Ok, I just clay quenched my big spring steel knife in brine, with no cracks :), but no hamon yet. I might need either a muriatic-hydrogen peroxide (no ferric chloride available here) mix or polish to a 2k grit with lime juice. Once again, ty all for the replies. Oh yeah, I also skated the file a little on both the blade and spine, and therefore noticed a difference in wear resistance on both parts.
 
Ok, I just clay quenched my big spring steel knife in brine, with no cracks :), but no hamon yet. I might need either a muriatic-hydrogen peroxide (no ferric chloride available here) mix or polish to a 2k grit with lime juice. .
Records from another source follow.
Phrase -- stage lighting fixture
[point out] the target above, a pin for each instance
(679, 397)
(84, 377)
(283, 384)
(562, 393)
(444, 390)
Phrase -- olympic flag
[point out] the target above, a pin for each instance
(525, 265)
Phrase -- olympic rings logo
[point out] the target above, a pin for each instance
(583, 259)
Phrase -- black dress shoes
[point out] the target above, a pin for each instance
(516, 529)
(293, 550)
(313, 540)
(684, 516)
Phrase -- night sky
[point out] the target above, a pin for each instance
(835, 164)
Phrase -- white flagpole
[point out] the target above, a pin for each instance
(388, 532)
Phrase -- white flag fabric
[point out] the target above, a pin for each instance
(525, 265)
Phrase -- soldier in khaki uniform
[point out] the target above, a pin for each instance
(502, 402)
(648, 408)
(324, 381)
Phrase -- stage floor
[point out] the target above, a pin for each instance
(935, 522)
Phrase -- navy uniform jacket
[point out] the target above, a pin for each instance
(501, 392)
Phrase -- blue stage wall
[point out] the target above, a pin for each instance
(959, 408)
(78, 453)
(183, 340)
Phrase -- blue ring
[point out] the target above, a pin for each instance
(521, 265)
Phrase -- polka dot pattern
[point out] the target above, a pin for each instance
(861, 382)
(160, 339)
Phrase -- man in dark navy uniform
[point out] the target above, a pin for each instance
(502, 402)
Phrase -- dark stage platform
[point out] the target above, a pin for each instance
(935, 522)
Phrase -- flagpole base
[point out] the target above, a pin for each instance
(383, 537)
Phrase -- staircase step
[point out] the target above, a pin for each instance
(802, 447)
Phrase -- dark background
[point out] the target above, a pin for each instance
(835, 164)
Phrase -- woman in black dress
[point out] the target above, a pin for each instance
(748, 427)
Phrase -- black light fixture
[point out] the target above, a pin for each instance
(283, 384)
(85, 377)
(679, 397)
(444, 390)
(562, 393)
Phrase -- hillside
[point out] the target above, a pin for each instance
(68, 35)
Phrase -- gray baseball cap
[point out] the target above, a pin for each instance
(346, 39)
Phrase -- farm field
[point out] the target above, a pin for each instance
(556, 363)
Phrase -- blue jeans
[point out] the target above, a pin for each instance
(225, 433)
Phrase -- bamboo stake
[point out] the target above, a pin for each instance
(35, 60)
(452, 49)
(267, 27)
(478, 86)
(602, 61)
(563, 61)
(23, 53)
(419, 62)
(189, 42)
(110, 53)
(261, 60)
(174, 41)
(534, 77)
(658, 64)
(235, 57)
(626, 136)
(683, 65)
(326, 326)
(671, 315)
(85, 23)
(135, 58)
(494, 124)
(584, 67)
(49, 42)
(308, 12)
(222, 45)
What are you using for steel? Not all steels will show a proper hamon, no matter how you clay & polish it.

Warm vinigar may be a little more aggressive than lemon juice. [if there is a hamon hiding in there...]

Good luck & have fun!!
 
Oh yeah, most "spring" steels wont' really give you a hamon. You could get a quench line at most. 1065, 1075, 1085 will give you a hamon if they do not contain much manganese- but that's not common. 1095 will work, it's low mang and shallow hardening, as will W1 and W2. If you can find WHC (basically low mang 1075) that should be great, too.
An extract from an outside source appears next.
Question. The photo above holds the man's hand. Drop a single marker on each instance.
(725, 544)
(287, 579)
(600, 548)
Quench lines can be attractive, I have achieved them many times in 5160 with satanite mortar.
 
Well, Dewey. The steel that I quenched was an old, rusty leaf spring. Not sure if it's 9260 or 5160, but it sure ain't 1095. Salem, those are great kinds of steel, perhaps I'll see if I can buy them from Aldo. All I can ever get atm are old files or maybe rusty circular saws from open air markets and leaf springs (which I need for big knives) from scrap yards, which are pretty small compared to the ones in the USA.
 
Despite all efforts, I still can't get a hamon to pop, but thank you all once again for helping. I'll just have to get over it til I get different steel. In the meantime, I'm gonna try to post pictures of my first Bowie and kitchen-esque knife.
 
You are not going to get a hamon to "Pop" on a steel that has that much chromium. You need a low allow steel like W2. 1095 will also work.